This unexpected effectiveness suggests something profound: language itself, as a system, appears to have evolved to enable complex thought through simple next-token processes. The truly remarkable insight is that even though we can see the entire "magic trick"—we know there is no explicit planning mechanism beyond generating one token at a time—language somehow contains within itself the capacity to anticipate and construct extended, coherent thoughts. It's as if language evolved specifically to allow complex meaning to emerge from simple sequential prediction. Maybe what we perceive as our careful planning and forethought in communication is actually an emergent property of a system that's generating language one unit at a time, with each unit influencing what comes next. The shocking implication is that our subjective experience of "knowing where we're going" with our thoughts might be an illusion—the system doesn't need to know where it's going to get there. If complex, coherent language can emerge from simple next-token generation in AI systems, perhaps our own linguistic abilities—and even our thoughts themselves—function in a fundamentally similar way.
The discovery that language can operate through simple next-token autoregression presents us with two profound mysteries that challenge our fundamental understanding of cognition and communication.
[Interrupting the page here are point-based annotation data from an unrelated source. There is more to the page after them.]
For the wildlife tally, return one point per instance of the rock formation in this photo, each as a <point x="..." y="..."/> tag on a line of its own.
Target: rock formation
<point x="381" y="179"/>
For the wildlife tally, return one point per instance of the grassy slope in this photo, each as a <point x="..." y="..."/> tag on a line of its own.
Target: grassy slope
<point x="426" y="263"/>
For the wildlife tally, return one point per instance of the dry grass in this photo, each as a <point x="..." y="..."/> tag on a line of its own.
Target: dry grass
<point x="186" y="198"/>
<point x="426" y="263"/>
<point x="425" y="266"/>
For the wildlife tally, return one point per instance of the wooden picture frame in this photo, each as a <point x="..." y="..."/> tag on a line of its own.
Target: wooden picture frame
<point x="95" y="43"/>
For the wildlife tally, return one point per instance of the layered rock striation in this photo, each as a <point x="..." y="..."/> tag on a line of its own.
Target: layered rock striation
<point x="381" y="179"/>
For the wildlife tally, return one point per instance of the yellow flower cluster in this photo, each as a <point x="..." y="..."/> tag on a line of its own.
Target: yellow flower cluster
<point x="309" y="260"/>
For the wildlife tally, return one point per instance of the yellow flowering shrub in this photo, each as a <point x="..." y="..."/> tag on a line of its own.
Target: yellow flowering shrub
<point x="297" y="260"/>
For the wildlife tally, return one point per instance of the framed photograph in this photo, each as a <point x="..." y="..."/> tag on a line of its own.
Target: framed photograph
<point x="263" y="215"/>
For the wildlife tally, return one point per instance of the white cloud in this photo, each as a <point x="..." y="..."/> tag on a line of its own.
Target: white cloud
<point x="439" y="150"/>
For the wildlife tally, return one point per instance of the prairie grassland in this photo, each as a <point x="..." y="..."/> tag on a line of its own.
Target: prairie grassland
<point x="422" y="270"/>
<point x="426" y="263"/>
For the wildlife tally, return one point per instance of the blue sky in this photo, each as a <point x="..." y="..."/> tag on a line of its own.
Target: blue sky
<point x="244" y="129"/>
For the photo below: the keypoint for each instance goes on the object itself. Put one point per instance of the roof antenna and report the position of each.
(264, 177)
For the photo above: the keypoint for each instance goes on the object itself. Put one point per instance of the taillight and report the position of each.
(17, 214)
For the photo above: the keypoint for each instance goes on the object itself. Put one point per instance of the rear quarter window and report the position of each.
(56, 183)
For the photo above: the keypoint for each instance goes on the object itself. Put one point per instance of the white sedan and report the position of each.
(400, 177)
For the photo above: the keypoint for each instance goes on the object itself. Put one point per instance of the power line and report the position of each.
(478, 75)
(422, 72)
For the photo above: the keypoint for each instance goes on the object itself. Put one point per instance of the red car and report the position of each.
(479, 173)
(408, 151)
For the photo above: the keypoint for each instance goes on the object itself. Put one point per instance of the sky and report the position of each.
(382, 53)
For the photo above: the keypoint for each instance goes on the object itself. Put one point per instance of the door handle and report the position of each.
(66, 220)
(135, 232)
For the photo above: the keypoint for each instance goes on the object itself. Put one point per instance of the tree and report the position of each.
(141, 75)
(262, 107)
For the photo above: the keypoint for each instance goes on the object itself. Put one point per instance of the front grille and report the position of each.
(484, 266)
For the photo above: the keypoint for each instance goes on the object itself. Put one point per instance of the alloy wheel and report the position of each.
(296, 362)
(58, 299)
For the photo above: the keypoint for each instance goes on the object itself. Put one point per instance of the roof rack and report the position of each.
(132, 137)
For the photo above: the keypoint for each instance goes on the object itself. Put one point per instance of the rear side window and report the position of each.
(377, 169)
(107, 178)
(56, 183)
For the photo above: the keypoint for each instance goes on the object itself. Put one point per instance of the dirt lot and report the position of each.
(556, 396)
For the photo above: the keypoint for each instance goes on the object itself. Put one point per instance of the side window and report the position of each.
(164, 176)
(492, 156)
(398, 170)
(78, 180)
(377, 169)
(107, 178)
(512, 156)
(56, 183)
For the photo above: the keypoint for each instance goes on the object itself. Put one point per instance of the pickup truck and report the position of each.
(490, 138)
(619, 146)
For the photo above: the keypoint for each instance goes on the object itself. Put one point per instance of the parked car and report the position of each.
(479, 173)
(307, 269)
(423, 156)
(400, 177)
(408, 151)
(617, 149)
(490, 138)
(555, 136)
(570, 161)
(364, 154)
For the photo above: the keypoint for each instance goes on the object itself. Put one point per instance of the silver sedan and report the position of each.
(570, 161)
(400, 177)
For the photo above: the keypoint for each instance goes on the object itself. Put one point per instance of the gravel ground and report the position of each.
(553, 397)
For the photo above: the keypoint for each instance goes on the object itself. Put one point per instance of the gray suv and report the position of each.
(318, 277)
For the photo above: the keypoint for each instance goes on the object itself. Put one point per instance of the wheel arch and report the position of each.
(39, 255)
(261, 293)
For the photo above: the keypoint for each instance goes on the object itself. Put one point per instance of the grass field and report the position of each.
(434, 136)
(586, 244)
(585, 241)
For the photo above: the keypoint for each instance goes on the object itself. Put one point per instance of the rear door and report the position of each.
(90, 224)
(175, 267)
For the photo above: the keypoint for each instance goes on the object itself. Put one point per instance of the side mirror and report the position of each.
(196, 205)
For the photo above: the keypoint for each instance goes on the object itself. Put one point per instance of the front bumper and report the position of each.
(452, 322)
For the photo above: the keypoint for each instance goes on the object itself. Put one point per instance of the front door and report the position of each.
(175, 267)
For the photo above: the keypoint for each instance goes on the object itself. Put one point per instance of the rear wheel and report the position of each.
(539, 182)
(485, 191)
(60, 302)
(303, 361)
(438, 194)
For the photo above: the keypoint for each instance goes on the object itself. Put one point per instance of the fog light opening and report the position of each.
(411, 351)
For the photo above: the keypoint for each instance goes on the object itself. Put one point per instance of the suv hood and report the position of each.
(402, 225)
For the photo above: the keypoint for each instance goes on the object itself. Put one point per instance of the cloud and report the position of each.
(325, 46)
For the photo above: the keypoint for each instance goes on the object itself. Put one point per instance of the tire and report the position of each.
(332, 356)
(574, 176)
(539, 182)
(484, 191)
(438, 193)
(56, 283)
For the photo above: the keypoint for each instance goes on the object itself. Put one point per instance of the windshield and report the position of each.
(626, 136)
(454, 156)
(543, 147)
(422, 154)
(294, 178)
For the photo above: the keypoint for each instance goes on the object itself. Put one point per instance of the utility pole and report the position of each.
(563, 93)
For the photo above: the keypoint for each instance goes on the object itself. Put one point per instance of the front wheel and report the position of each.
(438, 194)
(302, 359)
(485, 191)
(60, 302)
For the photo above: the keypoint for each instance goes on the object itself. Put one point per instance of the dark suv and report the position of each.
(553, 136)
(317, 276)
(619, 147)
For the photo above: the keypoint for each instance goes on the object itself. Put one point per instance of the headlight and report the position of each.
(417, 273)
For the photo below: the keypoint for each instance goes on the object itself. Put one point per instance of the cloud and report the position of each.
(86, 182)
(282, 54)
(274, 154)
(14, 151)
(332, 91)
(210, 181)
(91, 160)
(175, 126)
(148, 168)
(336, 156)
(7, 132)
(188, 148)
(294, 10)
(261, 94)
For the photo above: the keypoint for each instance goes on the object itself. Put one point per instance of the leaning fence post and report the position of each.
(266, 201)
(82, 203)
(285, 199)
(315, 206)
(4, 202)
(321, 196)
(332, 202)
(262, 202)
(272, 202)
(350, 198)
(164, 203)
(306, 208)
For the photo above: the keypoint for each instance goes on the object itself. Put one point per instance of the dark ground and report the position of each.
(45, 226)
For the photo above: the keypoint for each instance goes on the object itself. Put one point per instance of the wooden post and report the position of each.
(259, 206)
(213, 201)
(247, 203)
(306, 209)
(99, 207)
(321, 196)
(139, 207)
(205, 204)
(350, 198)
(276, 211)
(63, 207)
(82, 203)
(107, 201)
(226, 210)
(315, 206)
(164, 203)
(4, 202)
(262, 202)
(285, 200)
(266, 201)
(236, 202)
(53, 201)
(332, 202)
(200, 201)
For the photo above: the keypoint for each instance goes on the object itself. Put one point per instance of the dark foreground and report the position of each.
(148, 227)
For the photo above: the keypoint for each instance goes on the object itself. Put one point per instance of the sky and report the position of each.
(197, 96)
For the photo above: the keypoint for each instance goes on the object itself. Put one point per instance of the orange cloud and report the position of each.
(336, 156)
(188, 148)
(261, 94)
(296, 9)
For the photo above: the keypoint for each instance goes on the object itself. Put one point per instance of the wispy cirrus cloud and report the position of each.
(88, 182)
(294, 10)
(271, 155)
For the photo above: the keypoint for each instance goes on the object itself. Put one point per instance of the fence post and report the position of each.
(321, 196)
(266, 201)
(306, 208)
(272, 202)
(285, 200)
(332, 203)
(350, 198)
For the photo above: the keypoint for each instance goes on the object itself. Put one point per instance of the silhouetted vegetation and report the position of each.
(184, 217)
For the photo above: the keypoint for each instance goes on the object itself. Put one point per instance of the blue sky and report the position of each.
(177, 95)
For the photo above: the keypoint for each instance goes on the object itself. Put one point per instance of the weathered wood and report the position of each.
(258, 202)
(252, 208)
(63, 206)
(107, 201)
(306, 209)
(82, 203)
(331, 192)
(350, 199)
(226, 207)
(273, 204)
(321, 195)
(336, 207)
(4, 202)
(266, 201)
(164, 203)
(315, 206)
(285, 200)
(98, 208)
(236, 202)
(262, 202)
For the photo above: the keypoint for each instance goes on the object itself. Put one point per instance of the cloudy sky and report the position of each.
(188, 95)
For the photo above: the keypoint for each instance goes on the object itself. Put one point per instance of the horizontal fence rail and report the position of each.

The first mystery, as we've just seen, is the appearance of planning and foresight in a system that has none. How can a process that only looks one step ahead create outputs that appear to be guided by long-term objectives? This "illusion of planning" suggests that what we experience as intentional, goal-directed thinking might actually emerge from much simpler sequential processes.
But there's an even deeper mystery: how does a self-contained generative system like language manage to communicate meaningfully about the external world? The parameters of a language model are shaped by exposure to text, not direct experience with reality. Yet somehow, the statistical patterns of language contain within them the capacity to represent and reason about objects, events, and concepts that exist outside of language itself.
This is truly astonishing—language, which appears to operate through purely internal statistical regularities, nevertheless provides a window onto reality. The words "apple," "gravity," and "democracy" don't just predict other words; they connect to actual things and concepts in the world. How does a system built solely on predicting the next word in a sequence develop representations that correspond to reality?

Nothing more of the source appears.